When discussing the topic of eating disorders, people most commonly assume anorexia nervosa, bulimia nervosa or binge eating disorder is being discussed. However, there is so much more to the conversation, and multiple other disorders that are less recognized and minimally discussed.
However, it does not make these other lesser-known disorders any less critical or threatening to the well-being of the individual.
What is EDNOS?
Among the various types of eating disorders, EDNOS, or Eating Disorders Not Otherwise Specified, represents a category that is often misunderstood and overlooked. Despite its somewhat non-specific name, EDNOS is a critical diagnosis that demands attention due to its impact on individuals who do not fit into the traditional diagnostic categories of anorexia nervosa, bulimia nervosa, or binge-eating disorder.

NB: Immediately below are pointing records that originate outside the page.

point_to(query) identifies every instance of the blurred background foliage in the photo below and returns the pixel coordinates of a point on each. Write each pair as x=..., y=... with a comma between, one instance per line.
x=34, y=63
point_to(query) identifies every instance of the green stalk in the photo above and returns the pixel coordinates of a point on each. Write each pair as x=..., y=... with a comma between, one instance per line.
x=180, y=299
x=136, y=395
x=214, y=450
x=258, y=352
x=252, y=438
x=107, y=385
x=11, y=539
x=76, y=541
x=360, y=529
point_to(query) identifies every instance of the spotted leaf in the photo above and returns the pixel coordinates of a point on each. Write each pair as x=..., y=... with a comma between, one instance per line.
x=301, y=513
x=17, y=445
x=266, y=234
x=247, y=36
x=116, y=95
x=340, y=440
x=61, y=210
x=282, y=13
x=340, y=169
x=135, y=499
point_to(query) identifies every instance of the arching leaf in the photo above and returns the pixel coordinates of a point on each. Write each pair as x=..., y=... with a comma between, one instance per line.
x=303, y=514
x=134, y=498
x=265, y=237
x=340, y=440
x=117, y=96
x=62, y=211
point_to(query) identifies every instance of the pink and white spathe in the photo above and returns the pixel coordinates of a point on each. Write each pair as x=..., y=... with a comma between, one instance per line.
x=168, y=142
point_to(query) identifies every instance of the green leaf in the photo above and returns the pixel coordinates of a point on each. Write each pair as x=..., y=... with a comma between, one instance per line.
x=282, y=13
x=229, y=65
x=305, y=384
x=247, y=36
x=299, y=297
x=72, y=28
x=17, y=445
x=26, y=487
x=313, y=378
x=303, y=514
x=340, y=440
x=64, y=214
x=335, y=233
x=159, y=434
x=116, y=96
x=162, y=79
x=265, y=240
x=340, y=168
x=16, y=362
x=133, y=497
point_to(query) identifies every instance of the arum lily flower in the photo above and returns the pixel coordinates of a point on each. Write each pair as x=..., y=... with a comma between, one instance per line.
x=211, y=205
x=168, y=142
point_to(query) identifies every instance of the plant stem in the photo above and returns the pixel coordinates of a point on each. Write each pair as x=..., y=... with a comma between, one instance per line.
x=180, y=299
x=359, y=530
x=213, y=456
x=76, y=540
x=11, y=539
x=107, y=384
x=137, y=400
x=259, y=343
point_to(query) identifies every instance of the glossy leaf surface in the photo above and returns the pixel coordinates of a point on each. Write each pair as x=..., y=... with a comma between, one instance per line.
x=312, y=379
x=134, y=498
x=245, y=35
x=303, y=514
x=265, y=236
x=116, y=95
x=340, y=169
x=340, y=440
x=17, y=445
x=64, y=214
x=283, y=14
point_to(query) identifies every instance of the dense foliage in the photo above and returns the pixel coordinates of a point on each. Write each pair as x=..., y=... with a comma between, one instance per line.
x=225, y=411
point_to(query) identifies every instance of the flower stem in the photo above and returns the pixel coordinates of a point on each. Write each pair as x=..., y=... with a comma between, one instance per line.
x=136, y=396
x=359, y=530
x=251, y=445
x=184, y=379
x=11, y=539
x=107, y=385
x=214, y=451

EDNOS was officially recognized in earlier editions of the Diagnostic and Statistical Manual of Mental Disorders (DSM). It served as a catch-all category for disordered eating behaviors that did not precisely meet the criteria for the specific eating disorders mentioned above. This lack of specificity often led to challenges in diagnosis, treatment, and understanding of the disorder, both for healthcare professionals and those affected.
In order to bring about greater awareness and better treatment options, “DSM-5 has replaced the ‘not otherwise specified’ (NOS) designation throughout the entire manual. People who have previously been diagnosed with EDNOS may now meet the full criteria for one of the other DSM-5 eating disorders. Alternatively, they will be assessed as having either OSFED or UFED…” which stand for Other Specified Feeding or Eating Disorder and Unspecified Feeding and Eating Disorder, respectively.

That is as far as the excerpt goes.